Hello, I have recently bought what I was told is a Ford 7000 tractor. I'm trying to identify for sure if the tractor is a 7000 and what year it might be from the numbers I've found on the tractor.

On the 'drivers' side of the tractor on the engine / transmission are the numbers
D3 NN04024-AB
4F07 H.H

On the Left side of the tractor are the numbers
4J24
T3
D4NN6015
*F670200*

and just by the brake on the transmission is the number D2NN7006F.

Any help would be appreciated as i'm new to the world of tractors. My dad had a 5000 when I was growing up, but sold it by the time I was 12, so never had much experience then with tractors, but I Love my 7000 or whatever it is and hope to restore it to good shape!
Thanks,
Shawn


----------



## JGPenfield (Mar 10, 2016)

Those numbers look like parts numbers. The model number and date code of your tractor should be located on the right hand side behind the starter. Look for the numbers and post a pic of the location


----------



## BigT (Sep 15, 2014)

Hello shawnbell,

Welcome to the tractor forum.

The numbers we need are stamped on a flat spot just above and behind the starter. They may be covered with dirt, rust or paint. You may need to use a wire brush to read them.


----------



## shawnbell (Jun 16, 2016)

Thanks for the Replies, I didn't know where to look exactly to find the serial number but now I've found it!
I've uploaded the image with the post, The numbers are as follows, best I can tell

Above the flat surface appears to be the code F1015M

Top number on the flat surface 4M16B
Bottom number on the flat surface *C449428*

I bought a can of spray paint to temporarily clean up some of the worst wore areas, makes the tractor look 100% better.
Thanks for the help
Shawn


----------



## sixbales (May 18, 2011)

Shawn,

Your tractor's numbers break down as follows:

*Model F1015M*
Model - F10 - Ford 7000 tractor, all purpose 
Engine - 1 - Diesel engine, 83 HP
PTO - 5 - Independent PTO 540/1000 rpm
Transmission - M - 16x4 manual transmission

*Manufacturing Code 4M16B*
Year - 4 - 1974
Date - M16 - December 16th
Crew - B - day crew

*Serial Number C449428*
C - Made in USA, S/N 449428 is consistent with late year 1974 manufacture.


----------



## shawnbell (Jun 16, 2016)

Thank you all for the assistance!


----------



## Ford 8210 (12 mo ago)

sixbales said:


> Shawn,
> 
> Your tractor's numbers break down as follows:
> 
> ...


Hello Shawn, Do you believe that the F10 Code would also rule for European production?
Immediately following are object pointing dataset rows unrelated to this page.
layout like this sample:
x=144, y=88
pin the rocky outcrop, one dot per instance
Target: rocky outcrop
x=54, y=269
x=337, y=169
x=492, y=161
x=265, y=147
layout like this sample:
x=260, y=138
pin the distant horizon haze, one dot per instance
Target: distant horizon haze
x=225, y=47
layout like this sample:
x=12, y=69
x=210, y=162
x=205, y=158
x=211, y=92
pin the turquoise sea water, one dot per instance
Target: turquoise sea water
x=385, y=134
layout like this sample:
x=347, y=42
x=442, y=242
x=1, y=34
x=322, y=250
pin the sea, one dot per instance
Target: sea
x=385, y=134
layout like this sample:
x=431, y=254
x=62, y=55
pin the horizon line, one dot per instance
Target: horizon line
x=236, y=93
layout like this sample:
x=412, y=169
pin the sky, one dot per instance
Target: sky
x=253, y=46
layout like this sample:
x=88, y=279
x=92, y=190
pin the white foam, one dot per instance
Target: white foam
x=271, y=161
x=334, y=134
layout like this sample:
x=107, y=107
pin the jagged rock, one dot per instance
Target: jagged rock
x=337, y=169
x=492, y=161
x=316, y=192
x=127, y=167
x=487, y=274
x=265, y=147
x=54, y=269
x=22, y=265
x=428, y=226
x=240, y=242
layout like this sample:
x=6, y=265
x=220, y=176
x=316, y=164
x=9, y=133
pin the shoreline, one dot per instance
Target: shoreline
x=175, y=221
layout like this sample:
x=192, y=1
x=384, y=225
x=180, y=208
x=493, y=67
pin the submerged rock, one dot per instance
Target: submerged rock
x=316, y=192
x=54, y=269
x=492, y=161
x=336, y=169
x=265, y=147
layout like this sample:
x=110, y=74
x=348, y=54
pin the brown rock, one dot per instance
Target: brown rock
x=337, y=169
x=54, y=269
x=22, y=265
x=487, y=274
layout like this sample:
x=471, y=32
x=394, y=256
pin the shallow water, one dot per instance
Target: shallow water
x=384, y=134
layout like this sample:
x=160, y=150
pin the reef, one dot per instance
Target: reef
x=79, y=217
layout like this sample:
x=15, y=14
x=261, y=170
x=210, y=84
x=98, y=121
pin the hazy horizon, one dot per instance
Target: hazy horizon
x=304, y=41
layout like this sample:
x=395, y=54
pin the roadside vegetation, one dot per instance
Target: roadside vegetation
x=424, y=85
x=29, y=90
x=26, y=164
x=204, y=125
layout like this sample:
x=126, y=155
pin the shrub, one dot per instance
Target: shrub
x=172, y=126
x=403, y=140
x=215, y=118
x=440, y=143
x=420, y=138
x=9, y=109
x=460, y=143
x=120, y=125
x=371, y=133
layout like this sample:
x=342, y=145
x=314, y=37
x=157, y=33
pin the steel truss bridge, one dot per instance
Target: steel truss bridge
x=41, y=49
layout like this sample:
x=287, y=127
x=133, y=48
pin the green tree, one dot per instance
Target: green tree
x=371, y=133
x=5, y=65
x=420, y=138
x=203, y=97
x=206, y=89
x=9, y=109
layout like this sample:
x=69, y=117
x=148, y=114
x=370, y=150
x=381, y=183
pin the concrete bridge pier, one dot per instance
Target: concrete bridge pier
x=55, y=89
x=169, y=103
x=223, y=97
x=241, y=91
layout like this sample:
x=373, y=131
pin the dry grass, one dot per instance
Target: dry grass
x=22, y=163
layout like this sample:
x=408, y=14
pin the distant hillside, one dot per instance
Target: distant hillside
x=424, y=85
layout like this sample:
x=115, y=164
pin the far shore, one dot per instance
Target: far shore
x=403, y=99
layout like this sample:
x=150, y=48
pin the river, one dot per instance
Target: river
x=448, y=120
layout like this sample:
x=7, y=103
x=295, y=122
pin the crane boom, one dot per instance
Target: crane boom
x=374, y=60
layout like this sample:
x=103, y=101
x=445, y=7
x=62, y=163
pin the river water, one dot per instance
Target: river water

Mine's is from Antwerp, .. Thanks a lot for your assistance!


----------



## Jody virk (9 mo ago)

sixbales said:


> Shawn,
> 
> Your tractor's numbers break down as follows:
> 
> ...


Hello there 
I can’t find the year of my tractor I want to restore it just want to make sure it’s a 7000 for real my serial # is C395047
TIA


----------